C’è qualcosa di profondamente contemporaneo in “Fast Food Dei Disagi”, il nuovo singolo di Dellamore, soprattutto nel modo in cui prende il caos emotivo e lo trasforma in immagini taglienti. Federico Tarantino, dopo anni di evoluzione artistica e personale, sembra aver trovato una voce capace di stare in equilibrio tra cinismo e vulnerabilità. Nel brano si ride delle proprie crepe, ma quel sorriso dura pochissimo. Sotto le punchline c’è una fotografia piuttosto lucida di una generazione che vive tutto velocemente: rapporti, emozioni, dipendenze, persino i crolli emotivi.
Con il nuovo album “Nascondino” ormai all’orizzonte, Dellamore sembra voler scavare ancora più a fondo dentro quel senso di smarrimento quotidiano che spesso fingiamo di ignorare.
“Fast Food Dei Disagi” è un titolo parecchio evocativo. In che modo pensi che il nostro periodo storico sia un vero e proprio “fast food”?
Oggi tutto è servito veloce e decorato per un effetto wow che rilascia quelle microdosi di dopamina di cui ormai siamo tutti schiavi. Le informazioni, le notizie, le relazioni, i reels, la musica… tutto fa parte di un menù che tende ad essere consumato in fretta, e a farti guardare più il contenitore che il contenuto, e spesso anche il contenuto stesso di quello che inglobiamo non è per niente salutare.
C’è una frase del pezzo che senti particolarmente vicina alla tua vita personale?
In verità, quasi tutte, ahah! Però se dovessi scegliere, penso che opterei per la perla amara che dice: “Vediamoci poco, ma facciamolo tanto / che tanto la vita è un gioco, ma non sappiamo per quanto’’. Esprime in pieno il disagio del consumismo emotivo/sessuale, di cui sono stato preda anche io.
Hai la sensazione che oggi il disagio venga spesso “consumato” come contenuto, soprattutto online?

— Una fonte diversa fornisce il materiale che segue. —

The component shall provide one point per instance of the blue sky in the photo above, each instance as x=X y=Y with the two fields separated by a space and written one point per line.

Sì, ma non lo condanno totalmente. Mi spiego: cerchiamo tutti di evadere. Soprattutto con mezzi come la musica. Ed è figlia del nostro tempo quella voglia di spettegolare, di vedere che altri, come noi, stanno male, soffrono, hanno dei problemi, soprattutto online. Influencers che piangono in diretta, vip che raccontano dei loro problemi amorosi, rappers che fanno più notizia per le bravate che compiono che non per la loro musica: è un disagio che vende. Ma io non denuncerei tanto il venditore ma di più il consumatore. Pensaci: io vendo un prodotto di scarsa qualità, pieno di additivi, che si sa che fa male, ma la gente crea file per averlo a tutti i costi nonostante tutto. Di chi è veramente la colpa alla fine?!
In che modo Federico Tarantino e Dellamore convivono oggi? Sono ancora due identità separate oppure ormai coincidono?
Coincidono. Direi che Federico Tarantino è Clark Kent, che vive una vita normale, tra la società comune, e poi quando sente il bisogno di cambiare le vesti e tirare fuori il vero se stesso, ecco che entra in gioco Dellamore: lui può dire tutto quello che Clark Kent, Federico Tarantino, non può dire o non si sente libero di dire, senza indossare il giusto costume.
Dopo le collaborazioni degli anni passati e il periodo come Fre, cosa ti ha spinto a ricominciare quasi da zero nel 2019?
La voglia di rimettermi in gioco, di sperimentare, di non mettermi da parte in questo Fast Food, bensì fargli da concorrenza. Con, spero, un contenuto un po' più autentico.
Presto uscirà il tuo nuovo album “Nascondino”. A chi ne consiglieresti l’ascolto?
Questo album sarà una raccolta di brani recenti e non, pieni di vita personale, di dubbi, di paure, di esperienze di vita comune. Dunque, consiglierei l’ascolto a chiunque voglia condividere queste emozioni con me. A chi piace questo genere di musica ma anche a chi non ne è proprio un gran fruitore, poiché in questo album mi sono anche dilettato a creare brani un po' fuori dagli schemi, con brani interamente cantati, per esempio.